Ein weiterer fundamentaler Unterschied von zweiseitigen zu einseitigen Märkten verdeutlicht sich in der Wertschöpfungskette. In einseitigen Märkten liegt die traditionelle Wertschöpfungskette vor.[4] Hierbei läuft die Wertschöpfung von links nach rechts, wobei sich auf der linken Seite die Kosten bzw. der Input befinden. Dieser wird durch Faktorkombination zu einem Output transformiert, durch welchen Umsätze erzielt werden (Abb. 1 oben). Im Gegensatz dazu stehen sich auf zweiseitigen Märkten einer Plattform zwei Nutzergruppen auf jeder Seite gegenüber. Dies führt dazu, dass der Plattform auf jeder Seite Kosten bzw. Umsätze entstehen können. Zu beachten ist, dass nur durch die Existenz einer Plattform nicht auch zwangsweise die Zweiseitigkeit des Marktes gegeben ist, da es sich auch um einen einseitigen Markt im Sinne der oben dargestellten Definition handeln kann (Eisenmann et al. 2006: 2).
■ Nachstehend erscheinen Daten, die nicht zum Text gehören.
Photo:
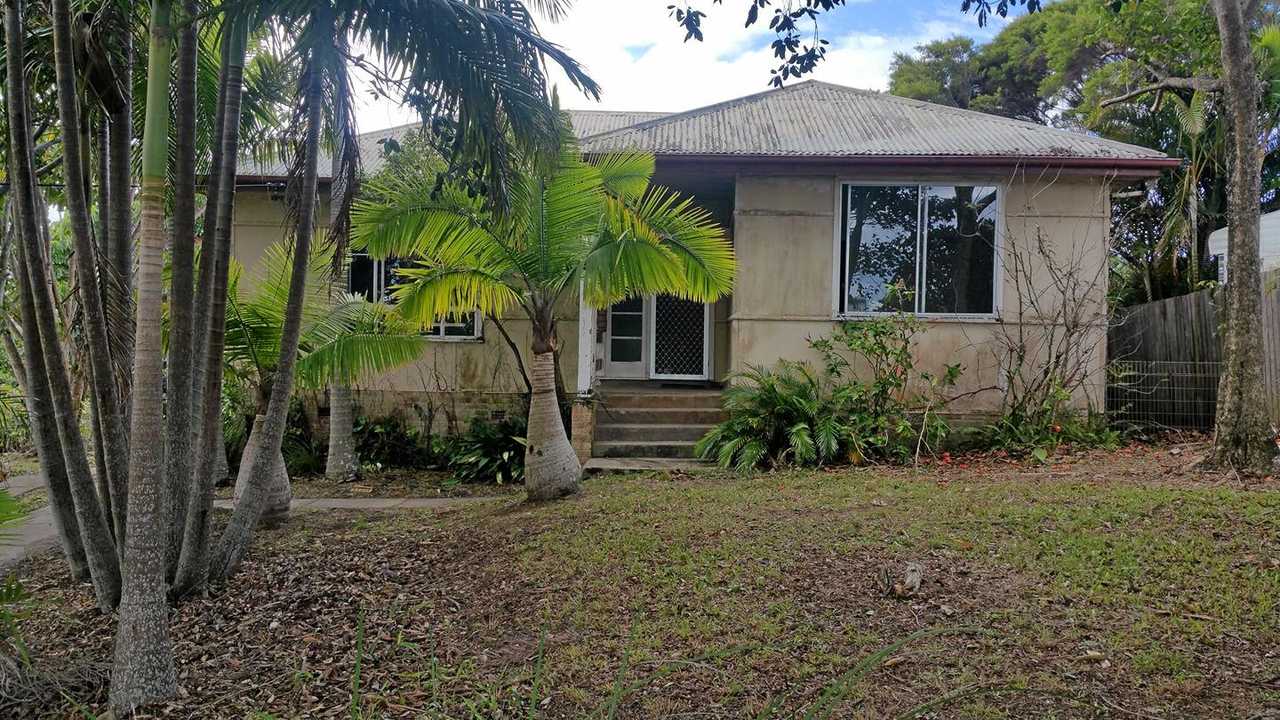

2.2 Aufbau und Akteure zweiseitiger Märkte

Charakteristisch für zweiseitige Märkte ist der trianguläre Aufbau, über welchen die Marktteilnehmer in Beziehung zueinander stehen. Der Fokus hierbei liegt auf Plattformen, auf denen die Nutzer durch Interaktion bzw. durch die alleinige Teilnahme am Markt Nutzeninterdependenzen erzeugen (in Abb. 2 durch Pfeile dargestellt). Bei genauerer Betrachtung lassen sich die Akteure zweiseitiger Märkte in vier Hauptgruppen einteilen: Zum einen die Nutzergruppen der beiden Seiten, die über die Plattform agieren, zum anderen die Plattform an sich, welche sich wiederum in die Plattformprovider und Plattformsponsoren unterteilen lässt.

Abbildung in dieser Leseprobe nicht enthalten

Abbildung in dieser Leseprobe nicht enthalten

Abb. 2 : Darstellung der Dreiecksbeziehung auf zweiseitigen Märkten. Grüne Pfeile stellen die gleichseitigen Netzwerkeffekte, orange die wechselseiteigen Netzwerkeffekte und graue die Kosten und Erlöse, die auf beiden Seiten für die Plattform entstehen können, dar. Kursive Schrift verdeutlicht die Rollenverteilung auf Online-Videoplattformen (eigene Darstellung in Anlehnung an Eisenmann 2007).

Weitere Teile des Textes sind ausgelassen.